Obwohl sie Produkte berührte, die von Millionen von Menschen verwendet wurden, hatte Chan keinen täglichen Kontakt zu diesen Menschen. Sie nutzte diese Produkte nicht selbst und sie entsprachen nicht ihren Ambitionen.

„Mein Job bei Microsoft hat mir wirklich Spaß gemacht, aber ich wusste, dass es nicht das war, was ich langfristig wollte“, sagte sie. „Ich wollte etwas Bedeutsameres, etwas, bei dem es sich anfühlte, als könnte ich einen Einfluss auf die Menschen haben.“

Chan ist fest davon überzeugt, dass alles sie dorthin geführt hat, wo sie heute ist. Und sie hat das Gefühl, dass ihr technischer Hintergrund einen Einfluss auf die Art und Weise hat, wie sie über die Führung eines Kleinunternehmens denkt – worüber sie in geschrieben hat Beiträge auf LinkedIn.

„Wenn ich auf dem College Tanz studiert hätte, glaube ich nicht, dass ich jetzt so erfolgreich sein würde“, sagte sie. „Ich denke, dieser technische Hintergrund hat mir dabei wirklich geholfen.“

Adrienne Chan, zweite von links, und ihr Mitbegründer Eric Hipolito Jr., rechts, und zwei der Lehrer des Bellevue Classical Ballet: Yuka Iino, eine ehemalige Solotänzerin am Oregon Ballet Theatre, und Rachel Foster, ehemalige Solotänzerin des Pacific Northwest Ballet. (Foto mit freundlicher Genehmigung von Adrienne Chan)

Die Verwaltung eines Produkts sei der Führung eines Unternehmens sehr ähnlich, sagte Chan und wies auf die Mehrdeutigkeit beider hin. In der Ballettschule stützt sie sich auf die Anpassungsfähigkeit und Entschlossenheit, die ihr bei Microsoft geholfen haben, und iteriert dabei – eine Denkweise, die sie in der Technik als sehr verbreitet bezeichnet.

Aber sie nutzt keine KI.

Als sie 100 verschiedene Stundenplanoptionen für die Schule durchrechnen musste, fragte Hipolito, warum sie nicht einfach alle Variablen in ein KI-Modell einfügte und nach dem besten Ergebnis fragte.

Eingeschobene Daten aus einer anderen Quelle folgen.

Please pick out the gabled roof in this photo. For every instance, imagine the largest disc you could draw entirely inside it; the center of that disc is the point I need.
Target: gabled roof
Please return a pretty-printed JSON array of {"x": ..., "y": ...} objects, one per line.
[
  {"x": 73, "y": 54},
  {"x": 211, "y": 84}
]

„Ich sagte: ‚Nein, ich möchte mein Gehirn benutzen‘“, sagte Chan. „Ich vertraue meinem Gehirn.“

Chan lacht auch über die Ironie ihres heutigen Lebens – sie unterrichtet die Kinder von Microsoft-Mitarbeitern, während einige dieser Eltern außerhalb ihres Tanzstudios an Laptops arbeiten, Codeüberprüfungen durchführen oder was auch immer.

Wenn die Leute sie als risikofreudig bezeichnen oder ihren Mut für die von ihr vorgenommene Veränderung loben, sieht Chan das nicht so.

„Es ist stressig. Aber ich mache mir Sorgen um das, was ich wirklich tun möchte, was mir wirklich wichtig ist“, sagte sie. „Ich glaube nicht, dass das überhaupt ersetzbar ist. Ich glaube nicht, dass es eine andere Option gibt.